Más allá de que en sí esta parezca una actitud interesada (al fin y al cabo hubo dinero de por medio), en general los bosnios se destacan por su amabilidad. En Jajce y Travnik nos dejaron quedarnos en el alojamiento mucho después de hora. En Travnik, además, un chofer de otra empresa llamó a la central para preguntar por qué no venia el colectivo que nosotros estábamos esperando. Los dueños del departamento de Sarajevo nos fueron a buscar a la estación. En Mostar nos imprimieron unos pasajes gratis. Y en Čapljina un chofer de un colectivo urbano se bajó a decirnos que estábamos en la parada incorrecta, solo por el hecho de vernos en la estación con pinta de despistados.

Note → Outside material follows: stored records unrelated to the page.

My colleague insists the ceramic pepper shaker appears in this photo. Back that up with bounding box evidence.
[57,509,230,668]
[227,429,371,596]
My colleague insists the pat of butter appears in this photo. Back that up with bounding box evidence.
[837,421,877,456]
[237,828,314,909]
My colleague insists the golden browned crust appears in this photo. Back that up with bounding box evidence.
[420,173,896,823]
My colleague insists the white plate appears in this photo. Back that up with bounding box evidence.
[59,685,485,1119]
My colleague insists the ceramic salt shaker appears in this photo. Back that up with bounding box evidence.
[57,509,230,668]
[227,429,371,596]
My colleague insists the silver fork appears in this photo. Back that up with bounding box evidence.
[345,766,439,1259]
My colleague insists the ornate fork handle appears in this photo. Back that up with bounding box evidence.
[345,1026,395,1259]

Ante tan buenas actitudes, no pudimos evitar sentir cierta lástima por lo dividido que está Bosnia y Herzegovina hoy. Y la situación no parece que vaya a cambiar en el corto plazo. Mientras lo visitábamos era época de elecciones, y nos llamó la atención cómo cada candidato aparecía en su afiche proselitista acompañado de la bandera de la comunidad a la que representaba (bosnio musulmán, serbio o croata). Una negación absoluta de los otros, de los diferentes, que no puede conducir a nada bueno.
Sobre este punto, me quedo con una reflexión del escritor serbio Vidosav Stevanović, en su libro La nieve y los perros: “El enemigo está en todas partes. Lleva los mismos uniformes, las mismas armas y habla la misma lengua. ¿Cómo distinguirlo?”.
Muy buena descripcion de un lugar remoto y poco conocido.